Evoli A, Lo Monaco M, Marra R, Lino M M, Batocchi A P, Tonali P A
Institute of Neurology and Hematology, Catholic University, Roma, Italy.
Neuromuscul Disord. 1999 Dec;9(8):601-3. doi: 10.1016/s0960-8966(99)00046-2.

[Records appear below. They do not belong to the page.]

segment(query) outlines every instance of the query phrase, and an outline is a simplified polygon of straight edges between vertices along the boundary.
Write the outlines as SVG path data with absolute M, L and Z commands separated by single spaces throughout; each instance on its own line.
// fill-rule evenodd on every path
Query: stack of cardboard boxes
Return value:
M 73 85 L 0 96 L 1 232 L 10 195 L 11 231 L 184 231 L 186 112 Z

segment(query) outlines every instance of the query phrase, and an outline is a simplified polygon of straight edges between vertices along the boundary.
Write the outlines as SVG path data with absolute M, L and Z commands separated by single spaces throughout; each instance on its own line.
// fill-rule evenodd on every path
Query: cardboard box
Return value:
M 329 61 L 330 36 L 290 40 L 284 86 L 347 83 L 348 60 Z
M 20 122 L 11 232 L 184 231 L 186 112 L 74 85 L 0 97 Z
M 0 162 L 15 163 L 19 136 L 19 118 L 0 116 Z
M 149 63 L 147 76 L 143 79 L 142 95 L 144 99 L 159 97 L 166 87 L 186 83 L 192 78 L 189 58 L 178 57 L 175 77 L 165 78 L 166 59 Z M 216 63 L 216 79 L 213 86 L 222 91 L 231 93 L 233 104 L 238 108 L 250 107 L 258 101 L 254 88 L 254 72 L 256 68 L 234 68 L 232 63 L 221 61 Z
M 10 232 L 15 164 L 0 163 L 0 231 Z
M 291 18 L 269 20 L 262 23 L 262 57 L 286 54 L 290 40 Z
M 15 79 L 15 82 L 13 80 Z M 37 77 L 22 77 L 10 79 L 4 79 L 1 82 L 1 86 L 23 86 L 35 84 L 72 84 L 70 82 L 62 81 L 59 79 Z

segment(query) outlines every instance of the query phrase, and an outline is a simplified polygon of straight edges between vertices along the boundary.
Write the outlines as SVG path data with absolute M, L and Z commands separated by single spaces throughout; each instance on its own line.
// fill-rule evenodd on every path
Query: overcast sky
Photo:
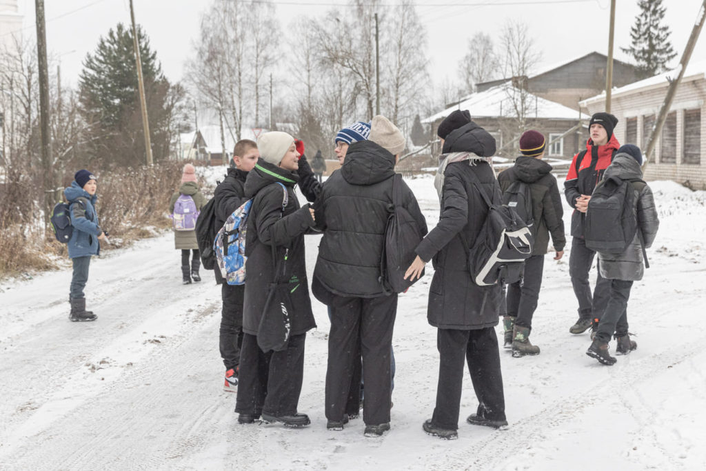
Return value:
M 388 0 L 388 3 L 395 1 Z M 137 21 L 149 35 L 162 69 L 169 79 L 180 80 L 184 61 L 192 54 L 201 13 L 210 0 L 134 2 Z M 35 2 L 19 0 L 18 3 L 20 13 L 25 15 L 23 32 L 34 35 Z M 44 3 L 49 53 L 60 56 L 62 78 L 72 84 L 77 81 L 82 61 L 88 52 L 94 50 L 99 37 L 118 22 L 130 21 L 128 0 L 45 0 Z M 330 9 L 337 10 L 340 15 L 352 14 L 352 9 L 345 6 L 345 0 L 274 3 L 283 26 L 299 15 L 321 16 Z M 419 0 L 417 4 L 426 25 L 427 53 L 431 59 L 429 70 L 439 83 L 447 76 L 457 78 L 456 64 L 465 54 L 469 38 L 477 32 L 483 32 L 497 41 L 503 25 L 509 18 L 530 25 L 536 47 L 542 54 L 540 66 L 569 61 L 592 51 L 607 54 L 610 3 L 610 0 Z M 665 23 L 671 29 L 672 44 L 678 53 L 674 61 L 676 65 L 702 1 L 670 0 L 664 3 L 667 8 Z M 630 28 L 639 11 L 637 4 L 637 0 L 617 1 L 616 59 L 627 59 L 619 47 L 629 45 Z M 289 32 L 296 37 L 296 32 Z M 705 34 L 701 35 L 692 60 L 706 57 Z

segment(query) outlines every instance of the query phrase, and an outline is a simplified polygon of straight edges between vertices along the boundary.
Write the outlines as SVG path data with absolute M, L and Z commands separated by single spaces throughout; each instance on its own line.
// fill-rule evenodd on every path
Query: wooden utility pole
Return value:
M 152 143 L 150 140 L 150 123 L 147 119 L 147 100 L 145 100 L 145 83 L 142 78 L 142 61 L 140 60 L 140 44 L 137 37 L 137 27 L 135 25 L 135 9 L 133 0 L 130 0 L 130 19 L 133 24 L 133 47 L 135 49 L 135 64 L 137 66 L 137 84 L 140 90 L 140 105 L 142 107 L 142 127 L 145 133 L 145 153 L 147 165 L 152 165 Z
M 380 30 L 375 13 L 375 114 L 380 114 Z
M 606 112 L 611 112 L 613 90 L 613 37 L 616 26 L 616 0 L 611 0 L 611 26 L 608 33 L 608 64 L 606 65 Z
M 679 61 L 679 75 L 676 76 L 676 78 L 672 80 L 669 84 L 669 88 L 666 91 L 666 96 L 664 97 L 664 101 L 659 109 L 659 114 L 657 114 L 657 119 L 654 121 L 654 125 L 652 126 L 652 133 L 647 143 L 647 150 L 645 153 L 645 158 L 642 165 L 645 168 L 647 167 L 647 162 L 652 154 L 654 153 L 657 137 L 662 134 L 662 129 L 664 125 L 664 121 L 666 120 L 666 115 L 669 112 L 669 108 L 671 107 L 671 103 L 674 101 L 676 89 L 679 87 L 681 78 L 684 76 L 684 72 L 686 71 L 686 66 L 688 65 L 689 59 L 691 58 L 691 53 L 694 50 L 694 46 L 696 45 L 696 41 L 698 40 L 699 35 L 701 33 L 701 29 L 703 28 L 705 17 L 706 17 L 706 0 L 703 0 L 703 2 L 701 4 L 701 8 L 699 8 L 699 13 L 696 16 L 696 22 L 694 23 L 694 28 L 691 30 L 691 35 L 689 36 L 689 40 L 686 42 L 684 53 L 681 56 L 681 60 Z
M 44 0 L 35 0 L 37 24 L 37 62 L 40 81 L 40 131 L 42 138 L 42 173 L 44 190 L 44 221 L 52 214 L 54 201 L 54 170 L 52 166 L 52 135 L 49 117 L 49 71 L 47 64 L 47 30 Z

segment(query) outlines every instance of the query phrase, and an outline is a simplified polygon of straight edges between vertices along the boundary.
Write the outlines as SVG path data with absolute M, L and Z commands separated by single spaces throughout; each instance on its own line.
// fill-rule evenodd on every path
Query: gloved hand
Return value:
M 294 139 L 294 147 L 297 148 L 297 152 L 299 153 L 299 158 L 304 155 L 304 141 L 301 139 Z

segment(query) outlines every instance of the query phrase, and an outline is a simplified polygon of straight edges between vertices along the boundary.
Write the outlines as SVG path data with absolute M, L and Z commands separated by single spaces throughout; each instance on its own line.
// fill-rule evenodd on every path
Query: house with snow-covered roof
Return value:
M 618 118 L 614 133 L 621 144 L 647 149 L 675 69 L 611 92 L 611 112 Z M 589 114 L 605 109 L 605 93 L 581 102 Z M 654 154 L 645 168 L 649 179 L 669 179 L 706 189 L 706 59 L 688 64 L 676 90 Z
M 517 104 L 520 96 L 525 108 L 523 129 L 518 129 Z M 473 121 L 495 138 L 496 155 L 501 157 L 517 157 L 517 141 L 522 133 L 528 129 L 544 133 L 548 143 L 556 140 L 548 147 L 548 157 L 571 158 L 588 138 L 585 125 L 571 131 L 582 118 L 585 121 L 588 117 L 582 117 L 579 111 L 520 90 L 510 83 L 501 83 L 483 92 L 472 93 L 421 122 L 431 125 L 431 135 L 436 136 L 439 124 L 455 109 L 467 109 Z M 433 153 L 440 152 L 438 147 L 432 150 Z

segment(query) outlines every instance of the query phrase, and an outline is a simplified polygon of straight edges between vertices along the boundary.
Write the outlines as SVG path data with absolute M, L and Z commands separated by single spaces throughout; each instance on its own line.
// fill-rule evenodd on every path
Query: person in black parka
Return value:
M 257 163 L 260 152 L 253 141 L 241 139 L 233 148 L 233 159 L 228 174 L 213 192 L 215 227 L 220 229 L 233 211 L 247 201 L 245 180 Z M 221 323 L 218 346 L 225 366 L 223 389 L 235 392 L 238 386 L 240 347 L 243 344 L 243 302 L 244 285 L 229 285 L 221 276 L 220 270 L 213 270 L 216 284 L 221 285 Z
M 554 260 L 563 256 L 566 245 L 559 188 L 551 173 L 551 165 L 542 160 L 546 147 L 546 141 L 542 133 L 534 130 L 525 132 L 520 138 L 522 155 L 515 161 L 515 165 L 498 176 L 503 192 L 515 181 L 523 182 L 529 187 L 532 198 L 530 215 L 534 220 L 530 229 L 534 245 L 532 256 L 525 261 L 522 280 L 507 287 L 507 313 L 503 319 L 505 347 L 513 349 L 513 357 L 539 353 L 539 347 L 530 343 L 529 336 L 539 299 L 549 234 L 556 252 Z
M 354 362 L 361 354 L 365 434 L 379 436 L 390 429 L 390 351 L 397 295 L 383 288 L 380 261 L 392 209 L 395 164 L 405 143 L 389 120 L 375 117 L 369 140 L 350 145 L 340 171 L 326 181 L 315 205 L 317 227 L 324 235 L 312 290 L 331 308 L 325 392 L 330 429 L 340 430 L 348 420 Z M 426 234 L 414 193 L 404 183 L 402 192 L 403 205 Z
M 253 203 L 246 236 L 244 335 L 235 412 L 241 424 L 253 423 L 261 414 L 268 422 L 304 427 L 310 423 L 309 417 L 297 410 L 304 340 L 316 324 L 306 281 L 304 234 L 314 225 L 313 210 L 308 204 L 299 208 L 294 193 L 299 153 L 294 138 L 280 131 L 265 133 L 258 139 L 258 148 L 260 159 L 245 182 L 245 196 Z M 288 193 L 283 211 L 284 190 L 277 184 Z M 284 263 L 285 252 L 285 279 L 291 284 L 294 306 L 289 313 L 289 337 L 284 350 L 263 352 L 258 345 L 258 327 L 268 286 L 275 281 L 275 264 Z
M 433 261 L 427 316 L 438 329 L 439 377 L 436 407 L 423 429 L 450 439 L 457 438 L 467 361 L 479 402 L 467 422 L 495 428 L 508 422 L 495 332 L 501 287 L 476 285 L 467 263 L 469 248 L 488 215 L 471 174 L 493 201 L 501 200 L 489 158 L 495 153 L 495 139 L 470 120 L 467 111 L 454 112 L 441 124 L 438 133 L 443 140 L 443 153 L 434 183 L 441 200 L 439 222 L 417 246 L 417 257 L 406 275 L 416 278 Z

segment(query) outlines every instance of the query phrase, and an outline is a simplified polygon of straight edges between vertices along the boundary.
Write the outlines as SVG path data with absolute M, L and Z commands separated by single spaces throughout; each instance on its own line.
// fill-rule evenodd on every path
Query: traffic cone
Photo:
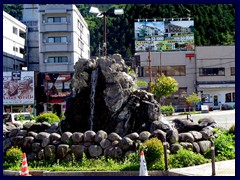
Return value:
M 22 169 L 20 172 L 20 176 L 31 176 L 28 171 L 26 153 L 23 153 L 23 155 L 22 155 Z
M 147 165 L 146 165 L 145 156 L 144 156 L 143 151 L 141 151 L 141 153 L 140 153 L 139 176 L 148 176 Z

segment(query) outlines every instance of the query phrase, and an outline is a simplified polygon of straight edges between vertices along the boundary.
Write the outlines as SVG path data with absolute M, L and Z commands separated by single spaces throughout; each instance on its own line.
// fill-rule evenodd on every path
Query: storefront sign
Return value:
M 3 72 L 3 104 L 34 104 L 34 72 Z

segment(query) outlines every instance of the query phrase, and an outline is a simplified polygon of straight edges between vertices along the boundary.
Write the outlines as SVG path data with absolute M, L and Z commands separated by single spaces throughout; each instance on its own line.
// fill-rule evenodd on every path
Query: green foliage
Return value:
M 161 113 L 166 115 L 166 116 L 171 116 L 175 110 L 172 105 L 169 106 L 160 106 Z
M 146 81 L 137 80 L 136 82 L 138 87 L 147 87 L 148 83 Z
M 196 94 L 192 93 L 188 97 L 186 97 L 186 101 L 190 104 L 196 105 L 201 100 L 201 98 Z
M 22 162 L 23 152 L 18 147 L 11 147 L 6 151 L 6 155 L 3 156 L 3 167 L 20 167 Z
M 151 86 L 151 91 L 156 97 L 170 96 L 178 90 L 178 82 L 170 76 L 157 74 L 155 83 Z
M 151 167 L 156 162 L 163 163 L 164 148 L 162 142 L 158 138 L 151 138 L 143 142 L 140 146 L 140 151 L 144 152 L 146 163 Z
M 229 133 L 227 130 L 219 130 L 214 144 L 217 160 L 235 158 L 235 134 Z
M 191 150 L 180 149 L 177 154 L 169 155 L 169 168 L 182 168 L 207 163 L 203 155 L 194 153 Z
M 52 124 L 59 121 L 59 117 L 54 113 L 43 113 L 36 117 L 36 122 L 48 122 L 49 124 Z

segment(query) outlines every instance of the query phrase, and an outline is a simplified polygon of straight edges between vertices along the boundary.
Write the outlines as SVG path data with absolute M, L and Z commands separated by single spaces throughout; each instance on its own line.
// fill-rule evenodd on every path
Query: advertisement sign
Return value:
M 34 104 L 34 71 L 3 72 L 3 104 Z
M 135 22 L 135 51 L 194 50 L 194 21 Z
M 63 98 L 66 98 L 71 94 L 70 83 L 70 73 L 46 73 L 44 87 L 47 97 L 50 98 L 49 102 L 63 102 Z

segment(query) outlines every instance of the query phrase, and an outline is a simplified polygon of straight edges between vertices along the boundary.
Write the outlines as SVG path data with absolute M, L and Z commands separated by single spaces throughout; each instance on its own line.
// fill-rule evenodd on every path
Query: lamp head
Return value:
M 96 7 L 91 7 L 90 10 L 89 10 L 89 13 L 100 14 L 101 12 L 99 11 L 98 8 L 96 8 Z
M 115 15 L 122 15 L 122 14 L 124 14 L 124 11 L 123 11 L 123 9 L 114 9 L 114 14 Z

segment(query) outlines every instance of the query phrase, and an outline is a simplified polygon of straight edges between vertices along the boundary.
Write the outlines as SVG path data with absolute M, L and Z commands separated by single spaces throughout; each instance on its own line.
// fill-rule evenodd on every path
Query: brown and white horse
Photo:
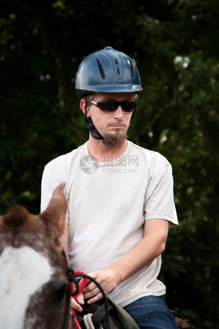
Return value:
M 38 215 L 15 205 L 0 216 L 2 329 L 69 328 L 67 264 L 60 243 L 68 205 L 64 186 Z

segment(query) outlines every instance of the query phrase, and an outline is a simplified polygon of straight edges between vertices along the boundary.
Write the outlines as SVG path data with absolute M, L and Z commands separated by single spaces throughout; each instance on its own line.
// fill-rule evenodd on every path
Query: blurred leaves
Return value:
M 39 212 L 45 165 L 88 139 L 74 90 L 81 61 L 107 46 L 127 54 L 143 88 L 130 139 L 173 167 L 180 224 L 170 228 L 162 255 L 167 301 L 212 328 L 219 320 L 218 12 L 216 0 L 22 0 L 3 7 L 0 17 L 1 213 L 15 203 Z

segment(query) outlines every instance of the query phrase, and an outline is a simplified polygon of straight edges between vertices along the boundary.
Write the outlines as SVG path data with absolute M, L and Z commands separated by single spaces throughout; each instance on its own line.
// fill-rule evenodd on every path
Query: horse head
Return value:
M 38 215 L 15 205 L 0 216 L 1 328 L 63 328 L 69 314 L 61 245 L 68 207 L 64 186 Z

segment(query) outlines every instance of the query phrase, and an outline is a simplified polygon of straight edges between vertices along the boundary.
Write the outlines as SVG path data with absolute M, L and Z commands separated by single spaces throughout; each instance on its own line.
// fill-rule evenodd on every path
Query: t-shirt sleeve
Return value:
M 43 174 L 41 186 L 41 212 L 42 213 L 47 208 L 55 189 L 64 181 L 49 165 L 46 166 Z M 66 188 L 65 188 L 66 193 L 66 198 L 68 201 L 69 197 L 67 195 Z M 68 209 L 66 213 L 65 221 L 68 223 Z
M 178 225 L 173 198 L 172 167 L 164 165 L 154 173 L 145 194 L 145 219 L 162 219 L 170 225 Z

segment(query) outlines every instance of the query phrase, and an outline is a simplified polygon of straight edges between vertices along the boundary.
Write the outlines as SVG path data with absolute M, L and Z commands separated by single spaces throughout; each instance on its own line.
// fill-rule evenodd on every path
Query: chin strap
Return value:
M 86 115 L 87 112 L 88 98 L 88 97 L 86 97 L 85 101 L 85 123 L 86 124 L 86 127 L 90 129 L 91 135 L 92 137 L 95 138 L 96 139 L 103 139 L 104 138 L 102 135 L 100 135 L 97 128 L 95 127 L 91 118 L 90 116 L 88 117 Z

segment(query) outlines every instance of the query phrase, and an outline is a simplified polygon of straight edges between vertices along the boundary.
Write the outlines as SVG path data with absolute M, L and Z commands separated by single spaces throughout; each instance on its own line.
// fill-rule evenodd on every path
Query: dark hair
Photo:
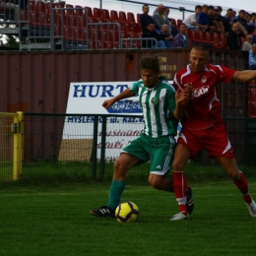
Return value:
M 210 47 L 205 45 L 205 44 L 196 44 L 192 47 L 191 51 L 192 50 L 198 50 L 198 51 L 203 51 L 205 52 L 207 55 L 209 55 L 209 50 L 210 50 Z
M 149 69 L 154 72 L 160 72 L 160 61 L 158 55 L 144 56 L 141 58 L 141 70 Z

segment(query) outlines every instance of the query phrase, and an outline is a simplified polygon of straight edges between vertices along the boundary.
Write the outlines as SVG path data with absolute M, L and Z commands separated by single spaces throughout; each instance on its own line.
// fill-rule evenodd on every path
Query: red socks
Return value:
M 184 171 L 172 171 L 173 188 L 179 212 L 187 214 L 187 179 Z

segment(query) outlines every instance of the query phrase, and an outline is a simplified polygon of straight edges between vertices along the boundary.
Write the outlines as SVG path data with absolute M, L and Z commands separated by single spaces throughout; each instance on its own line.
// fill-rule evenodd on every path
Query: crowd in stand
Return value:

Here we report a patient with a lymphoepithelial thymoma who developed in chronological sequence limbic encephalitis, neuromyotonia and myasthenia gravis. The patient presented with limbic encephalitis associated with an invasive thymoma and improved after surgery and cytotoxic therapy. Two months after thymectomy, neuromyotonia associated with hyperhidrosis and mild motor neuropathy occurred and the patient was given plasma-exchange and prednisone therapy. Five months later he developed mild generalised myasthenia gravis. Anti-acetylcholine receptor antibodies, previously repeatedly negative, were found positive at the onset of clinical signs of myasthenia gravis.
在此,我们报告一例患有淋巴上皮性胸腺瘤的患者,该患者按时间顺序先后出现边缘叶脑炎、神经性肌强直和重症肌无力。患者表现为与侵袭性胸腺瘤相关的边缘叶脑炎,手术及细胞毒性治疗后病情改善。胸腺切除术后两个月,出现与多汗症及轻度运动神经病相关的神经性肌强直,患者接受了血浆置换及泼尼松治疗。五个月后,他出现轻度全身性重症肌无力。抗乙酰胆碱受体抗体此前多次检测为阴性,在重症肌无力临床症状出现时呈阳性。